D3 스케일(=척도)은 시각화의 기본 작업을 위한 편리한 추상화 모델입니다. 추상 데이터의 차원을 시각적 표현으로 매핑합니다. 예를 들어 산점도 차트에서 x축과 y축에 대한 값을 픽셀 단위로 변경하는 것처럼 정량적 데이터를 좌표 값으로 변경하는 데 가장 많이 사용됩니다. 스케일은 색상, 선, 폭 또는 심볼 크기와 같은 거의 모든 시각적 인코딩을 나타낼 수 있습니다. 또한 정의된 범주형 데이터 또는 구분이 필요한 개별 데이터와 같은 거의 모든 유형의 데이터와 함께 사용할 수 있습니다.

scaleLinear (선형)

가장 보편적으로 사용하는 스케일이며, 다른 스케일과 마찬가지로 domain(정의역)과 range(치역)만 기억하면 됩니다. domain은 입력 값, range는 입력 값에 대응하는 출력 값입니다. invert는 반대로 출력 값을 입력 값으로 넣으면 원래의 입력 값을 반환하는 역함수입니다.

y = mx + b

const func = scaleLinear().domain([0, 10]).range([0, 80]);
func(2); // return 16;
func(5); // return 40;
func(6); // return 48
func(15); // return 120

clamp(true)

ticks(3)

invert

scalePower (지수)

결과 값을 보간하기 위해 제공되는 함수이며, 지수(exponent)에 따라 결과 값을 서서히 늘리거나 줄일 수 있습니다.

y = mx^k + b

거듭제곱을 하다보면 기하급수적으로 값이 커지기 때문에 D3 스케일에서는 domain 범위에 맞게 별도의 보정을 합니다. (Math.pow(입력값, exponent) / Math.pow(최대값, exponent - 1))

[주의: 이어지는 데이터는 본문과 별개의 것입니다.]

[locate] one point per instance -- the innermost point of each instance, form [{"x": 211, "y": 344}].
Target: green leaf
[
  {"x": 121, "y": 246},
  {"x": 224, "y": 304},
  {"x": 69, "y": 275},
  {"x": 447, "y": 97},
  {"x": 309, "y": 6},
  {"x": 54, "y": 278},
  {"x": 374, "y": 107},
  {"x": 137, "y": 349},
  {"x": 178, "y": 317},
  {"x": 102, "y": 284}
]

const func = scaleLinear().domain([0, 100]).range([10, 50]);
func(0); // return 10;
func(25); // return 20;
func(50); // return 30
func(75); // return 40
func(100); // return 50

const func2 = scalePow().exponent(0.5).domain([0, 100]).range([10, 50]);
const func3 = scaleSqrt().domain([0, 100]).range([10, 50]);
const func4 = scalePow().exponent(2).domain([0, 100]).range([10, 50]);

exponent(0.5)

sqrt

exponent(2)

linear colors

sqrt or exponent(0.5) colors

exponent(2) colors

scaleLog, scaleSymlog (로그)

최대값이 극단적으로 클 경우, 결과값의 분포를 비교적 완만하게 보정해주는 스케일입니다. Symlog 함수는 대칭 로그를 의미하며, 양수 및 음수 값을 허용합니다.

y = mlog(x) + b

const data = [ 10, 100, 10000, 1000000 ];

linear

log

scaleBand (밴드)

Linear 스케일과 비슷하게 동작하지만 domain 사이에 여백(padding)을 비율로 설정할 수 있으며, 일반적으로 바나 컬럼 차트를 구현할 때, 사용하는 목적으로 만들어졌습니다.

Example banner

const DOMAIN = [0, 1, 2, 3];
const RANGE = [0, 400];

const func1 = scaleBand<number>().domain(DOMAIN).range(RANGE);
const func2 = scaleBand<number>().domain(DOMAIN).range(RANGE)
.paddingInner(0.6);
const func3 = scaleBand<number>().domain(DOMAIN).range(RANGE)
.paddingOuter(0.2).align(0.5); // 0이면 맨 왼쪽으로 당김

no padding (step:100)

inner padding (step:117.64705882352942)

outer padding (step:90.9090909090909)

scalePoint (점)

Band 스케일과 달리 domain 개별로 여백이 적용되며, bandwidth 개념이 없고, (최대 range/domain 수)로 시작점을 정합니다.

Example banner

no padding (step:133.33333333333334)

padding (step:125)

scaleTime (시간)

Linear 스케일과 동일하지만 domain 범위를 Date 객체로 정할 수 있습니다. 앞에서 설명한 ticks 함수를 사용하여 X축을 구현하고, 마우스 오버시 구해지는 실제 좌표값을 invert 함수로 넘겨서 현재 시간을 구합니다.

const now = Date.now();
const start = new Date(now - 1000 * 60 * 60);
const end = new Date(now);

const func = scaleTime().domain([start, end]).range([0, 600]);

1:25:54 PM

12:30

12:35

12:40

12:45

12:50

12:55

13:00

13:05

13:10

13:15

13:20

13:25

scaleSequential (연속)

보간기(Interpolator) 함수로 정의된 연속된 값에 매핑합니다. 고유한 보간기 기능을 정의하거나 내장된 D3 보간기 기능을 사용할 수 있습니다. 일반적으로 숫자값의 연속 간격을 일련의 색상으로 매핑하는데 유용합니다.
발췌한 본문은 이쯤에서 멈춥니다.